La chambre de l'instruction de la Cour d'appel de Lyon a renvoyé mardi au 24 novembre une décision sur un éventuel renvoi en procès de l'affaire d'une gendarme retrouvée morte dans une caserne lyonnaise en 2011.

Début 2021, le parquet général avait requis la reprise d'une information judiciaire pour "harcèlement" et "homicide involontaire", après de nouveaux témoignages produits par la famille de la gendarme, qui n'a jamais cru à la thèse officielle d'un suicide pour raisons personnelles.

Mais lors de l'audience à huis clos mardi, le même parquet général n'a pas été en mesure de se prononcer sur le fond, selon l'avocat des parties civiles, qui a en conséquence demandé, et obtenu, un renvoi au 24 novembre.

"C'est un immobilisme qui peut interroger", a réagi ce dernier, Vincent Brengarth. "Lorsque vous avez des gendarmes qui témoignent d'un racisme qui s'opère et que Mme Sakhri a dénoncé, avant que cela ne se retourne contre elle avec une mise à l'écart par ses collègues, cela doit interpeller".

Le parquet de Lyon "n'a pas fait son travail"

"On est extrêmement déçus par le parquet de Lyon, qui n'a pas fait son travail", a réagi de son côté Nadira Sakhri, soeur de la gendarme décédée, qui avait interpellé Emmanuel Macron le 12 septembre dans une vidéo largement relayée sur les réseaux sociaux.

Myriam Sakhri, âgée de 32 ans et d'origine algérienne, a été retrouvée le 24 septembre 2011 dans son appartement de fonction, une balle dans le ventre et son arme de service à ses pieds.

La version qui prévaut depuis veut qu'elle se soit suicidée après avoir appris qu'elle devrait comparaître devant un tribunal pour deux affaires liées à l'exercice de sa profession.

Mais la gendarme, affectée au Centre d'opérations et de renseignements (Corg) de la gendarmerie du Rhône, service chargé de répondre aux appels du public, se plaignait depuis des mois d'être harcelée par des collègues et sa hiérarchie.

Elle avait engagé un avocat pour porter plainte, et une enquête interne avait été ouverte, dont elle attendait les conclusions. À sa mort, un mot retrouvé à ses côtés, écrit de sa main - "Merci à G. le connard!" - désignait le colonel qui commandait à l'époque la gendarmerie du Rhône.

De nouveaux témoignages transmis à la justice

Après un premier classement de l'affaire, sa famille, dénonçant la partialité des investigations menées par l'IGGN, avait porté plainte, déclenchant l'ouverture d'une information judiciaire en 2012. Celle-ci a débouché sur un non-lieu en 2013, confirmé en appel en 2014 puis par la Cour de cassation en 2015.
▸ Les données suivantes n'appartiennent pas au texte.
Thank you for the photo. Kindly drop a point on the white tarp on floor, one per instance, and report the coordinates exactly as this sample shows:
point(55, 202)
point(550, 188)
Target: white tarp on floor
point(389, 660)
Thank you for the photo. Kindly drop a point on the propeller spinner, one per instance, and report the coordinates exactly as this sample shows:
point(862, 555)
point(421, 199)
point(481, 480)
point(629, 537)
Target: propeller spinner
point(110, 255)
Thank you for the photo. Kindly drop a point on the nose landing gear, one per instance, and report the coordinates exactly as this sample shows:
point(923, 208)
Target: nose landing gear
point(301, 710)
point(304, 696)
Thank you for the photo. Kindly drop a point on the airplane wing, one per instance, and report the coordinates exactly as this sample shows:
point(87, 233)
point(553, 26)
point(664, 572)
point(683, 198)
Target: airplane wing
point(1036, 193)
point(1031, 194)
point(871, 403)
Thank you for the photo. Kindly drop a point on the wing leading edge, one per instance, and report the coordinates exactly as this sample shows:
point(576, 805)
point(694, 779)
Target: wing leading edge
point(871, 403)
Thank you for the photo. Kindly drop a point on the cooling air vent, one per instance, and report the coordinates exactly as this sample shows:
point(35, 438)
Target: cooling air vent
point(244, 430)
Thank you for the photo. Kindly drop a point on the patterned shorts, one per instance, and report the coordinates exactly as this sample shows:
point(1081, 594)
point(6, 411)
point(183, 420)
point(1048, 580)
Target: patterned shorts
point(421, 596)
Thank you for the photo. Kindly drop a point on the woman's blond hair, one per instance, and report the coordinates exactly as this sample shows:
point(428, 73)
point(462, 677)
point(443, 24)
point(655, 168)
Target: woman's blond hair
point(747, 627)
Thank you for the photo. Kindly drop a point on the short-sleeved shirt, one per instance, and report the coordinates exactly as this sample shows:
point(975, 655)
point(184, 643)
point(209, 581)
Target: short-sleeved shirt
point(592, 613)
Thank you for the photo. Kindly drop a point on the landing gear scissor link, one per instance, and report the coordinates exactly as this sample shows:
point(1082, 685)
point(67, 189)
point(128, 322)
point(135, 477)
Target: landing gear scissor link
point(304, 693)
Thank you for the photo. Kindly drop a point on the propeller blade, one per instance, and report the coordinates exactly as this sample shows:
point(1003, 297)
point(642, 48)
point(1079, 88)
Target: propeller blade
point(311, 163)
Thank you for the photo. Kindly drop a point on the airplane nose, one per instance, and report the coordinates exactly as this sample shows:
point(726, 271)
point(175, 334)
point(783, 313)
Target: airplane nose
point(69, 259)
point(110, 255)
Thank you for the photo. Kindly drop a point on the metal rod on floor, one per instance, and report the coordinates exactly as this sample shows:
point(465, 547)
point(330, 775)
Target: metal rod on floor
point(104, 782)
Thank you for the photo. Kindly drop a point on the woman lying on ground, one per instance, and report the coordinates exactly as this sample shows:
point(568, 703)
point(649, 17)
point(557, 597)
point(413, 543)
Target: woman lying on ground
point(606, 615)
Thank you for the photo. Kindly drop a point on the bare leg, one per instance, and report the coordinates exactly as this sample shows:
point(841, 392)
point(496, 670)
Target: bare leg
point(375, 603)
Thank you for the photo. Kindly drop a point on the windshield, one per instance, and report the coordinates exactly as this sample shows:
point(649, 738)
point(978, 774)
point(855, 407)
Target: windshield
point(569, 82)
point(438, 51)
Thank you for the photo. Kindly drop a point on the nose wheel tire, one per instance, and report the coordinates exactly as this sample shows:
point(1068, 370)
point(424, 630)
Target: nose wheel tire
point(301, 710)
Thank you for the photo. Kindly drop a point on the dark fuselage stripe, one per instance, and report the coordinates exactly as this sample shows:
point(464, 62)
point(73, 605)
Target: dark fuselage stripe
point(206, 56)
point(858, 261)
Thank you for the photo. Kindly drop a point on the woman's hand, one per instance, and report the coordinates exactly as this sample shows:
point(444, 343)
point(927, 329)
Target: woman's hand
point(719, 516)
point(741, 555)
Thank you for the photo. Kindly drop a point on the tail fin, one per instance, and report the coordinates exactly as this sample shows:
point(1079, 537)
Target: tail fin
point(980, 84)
Pour la famille et ses avocats, de nouveaux témoignages transmis à la justice démontrent qu'elle était devenue "la bête noire" du Corg en dénonçant les propos racistes, machistes et homophobes de certains collègues. Ils éclairent aussi le rôle joué par le colonel G. pour "salir" la gendarme selon certains.

Contacté par l'AFP, le parquet général de Lyon n'était pas immédiatement disponible pour réagir. En avril dernier déjà, le parquet avant demandé un renvoi car il disait ne pas avoir eu accès aux conclusions de l'information judiciaire, précise BFM Lyon.